A federal judge has struck down North Dakota’s 340B drug pricing law, ruling it unconstitutional and permanently blocking its enforcement.

U.S. District Judge Daniel Traynor found the law violated both the Supremacy Clause and the Commerce Clause by interfering with a federal drug pricing program, according to an April 27 court order. The ruling granted summary judgment in part to AbbVie and industry trade group Pharmaceutical Research and Manufacturers of America.

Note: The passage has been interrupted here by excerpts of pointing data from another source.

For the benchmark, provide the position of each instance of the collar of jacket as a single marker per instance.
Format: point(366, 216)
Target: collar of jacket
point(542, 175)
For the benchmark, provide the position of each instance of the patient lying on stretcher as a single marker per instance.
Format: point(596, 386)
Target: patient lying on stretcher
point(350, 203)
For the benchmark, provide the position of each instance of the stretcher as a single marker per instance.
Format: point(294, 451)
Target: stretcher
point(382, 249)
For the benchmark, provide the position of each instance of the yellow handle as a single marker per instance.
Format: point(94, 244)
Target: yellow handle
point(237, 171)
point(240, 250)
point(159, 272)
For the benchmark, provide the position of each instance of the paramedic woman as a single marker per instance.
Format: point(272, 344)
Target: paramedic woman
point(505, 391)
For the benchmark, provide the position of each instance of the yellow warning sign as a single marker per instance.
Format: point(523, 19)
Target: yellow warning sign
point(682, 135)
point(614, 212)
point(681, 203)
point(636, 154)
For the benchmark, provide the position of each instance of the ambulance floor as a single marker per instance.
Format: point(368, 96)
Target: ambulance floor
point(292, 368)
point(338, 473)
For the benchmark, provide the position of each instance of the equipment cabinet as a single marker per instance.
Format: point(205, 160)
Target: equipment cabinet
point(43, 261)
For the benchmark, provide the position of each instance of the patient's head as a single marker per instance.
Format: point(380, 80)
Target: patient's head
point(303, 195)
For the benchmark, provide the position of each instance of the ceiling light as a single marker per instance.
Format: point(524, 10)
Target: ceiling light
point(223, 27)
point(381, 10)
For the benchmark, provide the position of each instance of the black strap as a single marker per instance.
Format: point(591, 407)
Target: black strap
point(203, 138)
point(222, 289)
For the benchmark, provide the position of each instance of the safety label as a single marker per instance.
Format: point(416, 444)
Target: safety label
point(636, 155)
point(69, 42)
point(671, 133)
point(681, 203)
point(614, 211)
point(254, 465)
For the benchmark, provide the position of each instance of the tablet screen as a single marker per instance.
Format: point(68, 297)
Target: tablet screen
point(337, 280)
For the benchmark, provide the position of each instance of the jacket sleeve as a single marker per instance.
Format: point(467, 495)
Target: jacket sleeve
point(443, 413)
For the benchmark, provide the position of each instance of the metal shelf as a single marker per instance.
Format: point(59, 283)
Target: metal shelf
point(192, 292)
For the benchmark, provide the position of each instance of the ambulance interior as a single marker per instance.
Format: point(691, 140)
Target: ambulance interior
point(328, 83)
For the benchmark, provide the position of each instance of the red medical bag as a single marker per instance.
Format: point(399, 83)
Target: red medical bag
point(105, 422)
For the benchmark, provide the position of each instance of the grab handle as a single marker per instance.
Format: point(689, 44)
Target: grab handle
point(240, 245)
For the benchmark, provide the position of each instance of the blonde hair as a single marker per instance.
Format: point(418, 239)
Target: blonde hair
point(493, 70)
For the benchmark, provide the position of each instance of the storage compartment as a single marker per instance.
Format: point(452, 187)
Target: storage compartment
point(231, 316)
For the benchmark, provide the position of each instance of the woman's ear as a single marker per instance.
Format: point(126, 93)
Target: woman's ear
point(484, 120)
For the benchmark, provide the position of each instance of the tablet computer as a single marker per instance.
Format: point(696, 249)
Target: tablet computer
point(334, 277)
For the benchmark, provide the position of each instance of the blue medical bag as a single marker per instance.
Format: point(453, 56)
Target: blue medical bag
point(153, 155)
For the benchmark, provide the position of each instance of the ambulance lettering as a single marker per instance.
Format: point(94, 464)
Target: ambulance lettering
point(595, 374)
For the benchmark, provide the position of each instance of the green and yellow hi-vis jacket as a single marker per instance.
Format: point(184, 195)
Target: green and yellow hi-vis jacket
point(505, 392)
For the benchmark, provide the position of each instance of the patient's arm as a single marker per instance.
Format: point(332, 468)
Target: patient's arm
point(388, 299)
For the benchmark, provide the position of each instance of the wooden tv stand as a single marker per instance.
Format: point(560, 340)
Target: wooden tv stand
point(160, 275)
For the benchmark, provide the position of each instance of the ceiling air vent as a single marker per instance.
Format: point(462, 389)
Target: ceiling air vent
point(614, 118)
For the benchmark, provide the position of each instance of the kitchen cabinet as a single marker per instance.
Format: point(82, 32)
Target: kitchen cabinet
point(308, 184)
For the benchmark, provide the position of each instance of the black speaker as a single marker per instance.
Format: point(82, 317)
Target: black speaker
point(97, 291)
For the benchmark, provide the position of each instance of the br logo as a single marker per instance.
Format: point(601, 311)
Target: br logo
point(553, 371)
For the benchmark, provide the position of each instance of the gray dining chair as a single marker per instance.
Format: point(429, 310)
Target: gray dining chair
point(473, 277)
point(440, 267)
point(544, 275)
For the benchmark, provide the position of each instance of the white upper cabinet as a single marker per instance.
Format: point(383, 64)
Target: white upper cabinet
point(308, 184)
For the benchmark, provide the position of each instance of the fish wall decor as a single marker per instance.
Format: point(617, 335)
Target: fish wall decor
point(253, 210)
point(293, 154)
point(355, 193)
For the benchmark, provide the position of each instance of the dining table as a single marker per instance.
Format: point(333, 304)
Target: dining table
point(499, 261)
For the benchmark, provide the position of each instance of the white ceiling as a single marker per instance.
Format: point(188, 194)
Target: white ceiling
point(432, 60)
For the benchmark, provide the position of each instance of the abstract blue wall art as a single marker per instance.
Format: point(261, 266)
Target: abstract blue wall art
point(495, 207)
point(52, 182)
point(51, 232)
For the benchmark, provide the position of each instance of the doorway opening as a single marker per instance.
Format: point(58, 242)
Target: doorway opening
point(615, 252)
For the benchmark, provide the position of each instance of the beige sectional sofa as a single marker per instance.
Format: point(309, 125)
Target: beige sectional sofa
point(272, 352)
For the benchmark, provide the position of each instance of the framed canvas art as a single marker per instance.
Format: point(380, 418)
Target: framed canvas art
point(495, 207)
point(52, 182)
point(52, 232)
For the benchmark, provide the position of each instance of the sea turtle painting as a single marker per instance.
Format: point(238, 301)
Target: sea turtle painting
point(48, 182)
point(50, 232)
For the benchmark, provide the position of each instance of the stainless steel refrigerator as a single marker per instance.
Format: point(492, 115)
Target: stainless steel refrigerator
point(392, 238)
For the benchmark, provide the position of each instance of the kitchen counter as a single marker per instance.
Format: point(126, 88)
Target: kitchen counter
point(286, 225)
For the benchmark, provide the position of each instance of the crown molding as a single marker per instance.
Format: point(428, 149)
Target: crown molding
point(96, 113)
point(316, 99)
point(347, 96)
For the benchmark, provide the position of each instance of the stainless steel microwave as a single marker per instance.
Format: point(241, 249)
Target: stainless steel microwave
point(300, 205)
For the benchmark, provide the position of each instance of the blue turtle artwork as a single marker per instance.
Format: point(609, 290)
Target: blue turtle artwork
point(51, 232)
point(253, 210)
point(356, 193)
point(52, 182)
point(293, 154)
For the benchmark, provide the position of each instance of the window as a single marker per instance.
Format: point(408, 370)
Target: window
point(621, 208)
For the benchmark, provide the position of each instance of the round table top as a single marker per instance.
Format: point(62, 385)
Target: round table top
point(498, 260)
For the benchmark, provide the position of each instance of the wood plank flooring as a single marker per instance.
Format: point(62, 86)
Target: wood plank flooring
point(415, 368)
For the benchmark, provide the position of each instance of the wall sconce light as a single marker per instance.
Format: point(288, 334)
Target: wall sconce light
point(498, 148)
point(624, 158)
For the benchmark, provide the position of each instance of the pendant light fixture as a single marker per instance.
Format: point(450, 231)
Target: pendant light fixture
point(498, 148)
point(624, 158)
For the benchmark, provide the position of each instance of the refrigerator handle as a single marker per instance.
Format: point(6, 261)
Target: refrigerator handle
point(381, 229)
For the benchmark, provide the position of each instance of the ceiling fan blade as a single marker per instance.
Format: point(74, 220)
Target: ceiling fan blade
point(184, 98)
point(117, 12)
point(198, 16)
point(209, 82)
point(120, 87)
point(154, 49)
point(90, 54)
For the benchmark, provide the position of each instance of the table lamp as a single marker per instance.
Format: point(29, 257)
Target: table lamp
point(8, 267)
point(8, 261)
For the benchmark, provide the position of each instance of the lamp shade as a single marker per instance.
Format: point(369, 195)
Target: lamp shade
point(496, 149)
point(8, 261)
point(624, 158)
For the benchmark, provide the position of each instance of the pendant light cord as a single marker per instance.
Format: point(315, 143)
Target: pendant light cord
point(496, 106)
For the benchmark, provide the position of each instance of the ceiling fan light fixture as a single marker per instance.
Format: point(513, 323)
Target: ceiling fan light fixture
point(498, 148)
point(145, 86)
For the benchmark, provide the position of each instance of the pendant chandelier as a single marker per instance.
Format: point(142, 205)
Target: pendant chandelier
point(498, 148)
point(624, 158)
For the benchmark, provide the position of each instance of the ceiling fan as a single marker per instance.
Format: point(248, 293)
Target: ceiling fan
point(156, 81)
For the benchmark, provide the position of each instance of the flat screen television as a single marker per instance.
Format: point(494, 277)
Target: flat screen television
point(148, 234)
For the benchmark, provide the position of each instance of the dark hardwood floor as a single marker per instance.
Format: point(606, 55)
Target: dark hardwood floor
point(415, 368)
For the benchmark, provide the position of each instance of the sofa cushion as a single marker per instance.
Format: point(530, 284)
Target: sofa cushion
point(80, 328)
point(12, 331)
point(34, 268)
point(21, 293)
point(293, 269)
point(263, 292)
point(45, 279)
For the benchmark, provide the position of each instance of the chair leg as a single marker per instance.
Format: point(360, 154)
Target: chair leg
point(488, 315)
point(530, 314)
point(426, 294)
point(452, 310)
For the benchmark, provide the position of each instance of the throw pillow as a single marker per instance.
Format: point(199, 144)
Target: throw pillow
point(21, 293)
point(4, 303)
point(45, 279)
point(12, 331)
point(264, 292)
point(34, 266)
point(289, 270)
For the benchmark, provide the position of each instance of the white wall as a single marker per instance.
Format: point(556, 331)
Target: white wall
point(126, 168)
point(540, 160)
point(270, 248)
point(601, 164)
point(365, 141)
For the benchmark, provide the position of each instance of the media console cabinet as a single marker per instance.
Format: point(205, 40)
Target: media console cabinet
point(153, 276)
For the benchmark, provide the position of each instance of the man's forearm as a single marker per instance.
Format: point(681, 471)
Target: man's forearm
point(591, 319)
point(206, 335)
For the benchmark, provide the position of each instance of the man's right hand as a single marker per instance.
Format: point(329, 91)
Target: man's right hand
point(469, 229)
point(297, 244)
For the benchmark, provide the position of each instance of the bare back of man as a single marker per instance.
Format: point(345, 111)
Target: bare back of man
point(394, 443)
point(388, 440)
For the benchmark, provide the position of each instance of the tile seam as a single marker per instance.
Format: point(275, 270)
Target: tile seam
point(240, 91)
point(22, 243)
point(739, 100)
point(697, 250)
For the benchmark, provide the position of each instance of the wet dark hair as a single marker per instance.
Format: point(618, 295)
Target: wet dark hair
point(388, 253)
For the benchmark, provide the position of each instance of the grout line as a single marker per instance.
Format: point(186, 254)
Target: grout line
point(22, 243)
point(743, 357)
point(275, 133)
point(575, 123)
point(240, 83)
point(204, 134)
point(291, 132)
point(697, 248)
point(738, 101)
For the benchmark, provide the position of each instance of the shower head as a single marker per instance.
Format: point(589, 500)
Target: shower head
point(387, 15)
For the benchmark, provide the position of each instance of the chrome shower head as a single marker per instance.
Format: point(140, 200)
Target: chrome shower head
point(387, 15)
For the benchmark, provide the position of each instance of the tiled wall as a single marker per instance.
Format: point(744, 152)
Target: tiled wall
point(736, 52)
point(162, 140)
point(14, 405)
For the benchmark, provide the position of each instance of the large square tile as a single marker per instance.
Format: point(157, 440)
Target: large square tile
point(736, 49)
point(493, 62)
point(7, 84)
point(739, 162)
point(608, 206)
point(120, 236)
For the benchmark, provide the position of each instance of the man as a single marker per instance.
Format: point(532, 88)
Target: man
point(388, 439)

The law, H.B. 1473, restricted drug manufacturers participating in the federal 340B program, including limits on contract pharmacy arrangements and data requirements. The court found the statute improperly regulated manufacturer participation in a program enacted under Congress’ spending power and had an impermissible effect on interstate commerce by influencing transactions between out-of-state manufacturers and wholesalers.

The decision permanently enjoins North Dakota from enforcing the law against the plaintiffs and PhRMA members.

AbbVie, AstraZeneca and PhRMA filed federal lawsuits against the law in August 2025, arguing it infringed on federal authority and violated the Fifth Amendment.

The ruling deepens a growing split among federal courts over whether states can regulate manufacturer participation in the 340B program. The 4th U.S. Circuit Court of Appeals in March upheld a block on a similar West Virginia law, marking the first federal appeals court win for drugmakers on state 340B laws.

But courts elsewhere have reached the opposite conclusion: the U.S. Supreme Court rejected a challenge to Arkansas’ 340B law in December 2024, the 5th Circuit Court of Appeals upheld Mississippi’s 340B protections, and federal courts in Hawaii and Colorado denied manufacturer efforts to block similar state laws.